Sue Ryder’s remarkable achievement reflects a remarkable alignment of values, resources, and innovation to drive both employee engagement and commercial success.
The judging panel felt that Sue Ryder’s commitment to investing in its people and nurturing a collaborative culture stood out as a beacon of excellence. This award acknowledges their dedication to creating an unparalleled retail journey for customers, and we’re delighted to delve into their insights with Katy Faulkner, who will share more about their values, achievements, and inclusive practices.
Charity retail is indispensable to the UK’s economic and retail landscape, contributing not only financially but also by fostering community connections, promoting sustainability, and supporting employment and volunteering opportunities.
Katy, congratulations on your recent win at the People in Retail Awards. It’s a remarkable achievement. How does it feel to be recognised?
Thank you so much! We are absolutely thrilled to bits to have been recognised among mainstream retailers. It goes to show that a charity like Sue Ryder can stay focused on its true purpose, which for us is being there for more people and delivering more care, while maintaining a successful retail operation with a turnover of over £50 million a year. It’s all about putting people at the heart of what we do, and that’s something we’re incredibly proud of.
Can you tell us more about the values that drive Sue Ryder?
Our values at Sue Ryder are to be supportive, impactful, and connected. We believe that every member of our team can make an impact in their own way, whether they’re a nurse in one of our hospices, a bereavement counsellor, or one of our shop colleagues. We’re all making a positive impact in various aspects of our work.
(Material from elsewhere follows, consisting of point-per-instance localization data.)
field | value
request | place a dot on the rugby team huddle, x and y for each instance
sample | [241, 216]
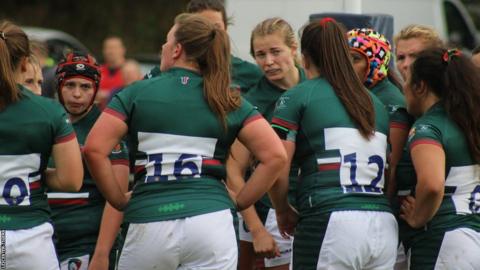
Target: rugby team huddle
[317, 157]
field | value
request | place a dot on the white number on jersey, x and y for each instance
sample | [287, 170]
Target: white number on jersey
[466, 181]
[362, 161]
[16, 173]
[171, 157]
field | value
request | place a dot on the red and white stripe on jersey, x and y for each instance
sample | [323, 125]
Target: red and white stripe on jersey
[115, 113]
[465, 179]
[326, 164]
[68, 198]
[425, 141]
[23, 169]
[349, 142]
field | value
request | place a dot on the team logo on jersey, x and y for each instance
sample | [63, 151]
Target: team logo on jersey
[117, 149]
[411, 133]
[80, 67]
[282, 103]
[185, 80]
[74, 264]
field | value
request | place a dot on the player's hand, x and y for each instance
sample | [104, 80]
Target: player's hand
[99, 262]
[263, 243]
[287, 221]
[407, 212]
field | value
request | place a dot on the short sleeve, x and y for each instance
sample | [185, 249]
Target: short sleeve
[61, 125]
[287, 115]
[399, 117]
[248, 113]
[424, 133]
[119, 154]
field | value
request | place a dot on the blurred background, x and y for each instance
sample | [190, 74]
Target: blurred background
[141, 24]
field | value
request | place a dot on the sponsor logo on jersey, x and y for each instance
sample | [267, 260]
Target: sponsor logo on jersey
[74, 264]
[117, 149]
[282, 103]
[80, 67]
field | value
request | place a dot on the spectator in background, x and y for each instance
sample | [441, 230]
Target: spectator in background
[476, 56]
[114, 58]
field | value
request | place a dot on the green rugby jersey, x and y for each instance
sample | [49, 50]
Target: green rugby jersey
[77, 216]
[244, 74]
[264, 96]
[340, 170]
[179, 144]
[460, 206]
[29, 129]
[394, 102]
Additionally, we support each other and work collaboratively, both internally and externally, to achieve our goals. Our behaviours are closely aligned with these values, and they play a significant role in our performance reviews.
You recently increased wages by 12%. Could you talk us through the motivation and impact of that?
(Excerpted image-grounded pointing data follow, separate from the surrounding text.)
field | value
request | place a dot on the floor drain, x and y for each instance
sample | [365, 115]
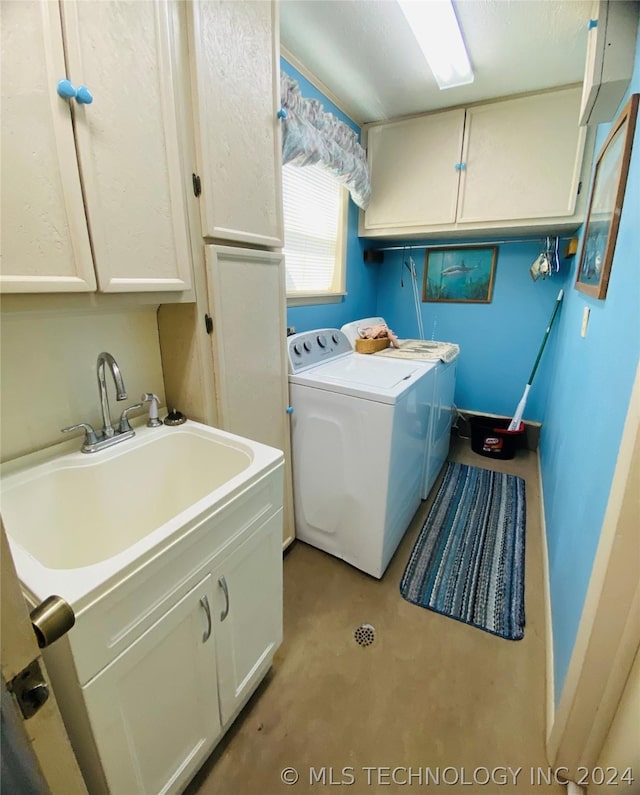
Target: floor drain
[365, 634]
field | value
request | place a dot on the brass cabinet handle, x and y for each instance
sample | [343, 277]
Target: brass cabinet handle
[204, 602]
[223, 584]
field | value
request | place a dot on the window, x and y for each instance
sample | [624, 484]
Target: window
[315, 222]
We have around 400 stores, and at any given time, we employ approximately 800 staff. It’s worth mentioning that our vacancies are at a record low, and we also have around 6,000 volunteers working in our retail operations. These volunteers play a crucial role in our organisation, and many of them transition into paid roles within Sue Ryder.
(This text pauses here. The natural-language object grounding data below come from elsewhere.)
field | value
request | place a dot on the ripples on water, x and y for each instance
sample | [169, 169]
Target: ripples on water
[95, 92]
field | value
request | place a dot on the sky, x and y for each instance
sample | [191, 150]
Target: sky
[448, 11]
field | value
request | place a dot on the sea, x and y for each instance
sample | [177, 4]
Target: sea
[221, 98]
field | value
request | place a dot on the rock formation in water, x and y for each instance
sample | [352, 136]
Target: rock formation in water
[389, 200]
The decision to increase our salary costs by 12% was motivated by our desire to compete effectively in the retail job market. We understand that our employees, whether they come through the volunteering route or not, have choices when it comes to employment. By offering competitive salaries, we ensure that we can attract and retain the best talent.
What sets us apart is that we combine the commerciality of working for a retailer with the added purpose of supporting our charity’s services. Our shop managers, for example, have the autonomy to run their own shop floors and windows, making their roles both challenging and fulfilling.
Can you share more about how you champion inclusivity and diversity within Sue Ryder, especially in your retail stores?
Inclusivity and diversity are at the heart of our organisation, and we really work hard to make every member of our team feel valued and supported. We have four network groups, including the People of Disabilities network, which I co-chair. These groups play a vital role in shaping our Equity, Diversity, and Inclusion (EDI) initiatives. It’s important to note that our commitment to EDI extends across the entire charity, including our retail stores.
We introduced the use of Inclusion Passports, a document designed to help staff thrive at work. These passports allow colleagues to capture what helps them perform best, feel included, and get the support and adjustments they need when working or volunteering at Sue Ryder. The Inclusion Passport enables colleagues to manage workplace challenges, such as health conditions or caregiving responsibilities, while reducing the need for repeated conversations and arrangements when changing managers.
In 2023, we launched our Rainbow Badge initiative which creates a safe space for people in the LGBTQ+ community to discuss their identities with team members across the organisation, building a more open and supportive work environment. Anyone wearing this badge would have undergone additional training.
How do you ensure that the values and EDI initiatives are effectively communicated to your teams, especially in your numerous retail locations?
Communicating across busy dispersed retail teams can be a challenge, but it’s one we take on eagerly. We make sure to share information electronically, provide paper copies of important materials, and include these topics in our team meetings. For instance, the Inclusion Passport, which has been a key tool for promoting equity, is now a compulsory part of our performance reviews. It’s also about creating safe spaces for our team members to have open and honest conversations.
Finally, what advice would you give to other retailers looking to replicate Sue Ryder’s success in creating a people-focused and values-driven organisation?
I would say, start from the bottom and go upwards. The key to our success lies in listening to our people and allowing them to shape our initiatives. Start with a desire for equity, not just equality, and be prepared to ask the difficult questions. Listen to your teams, understand their needs, and be willing to make changes even if it means being uncomfortable at times.
Your people are your greatest asset, and when you empower them to be their authentic selves and contribute to your organisation’s goals, great things happen.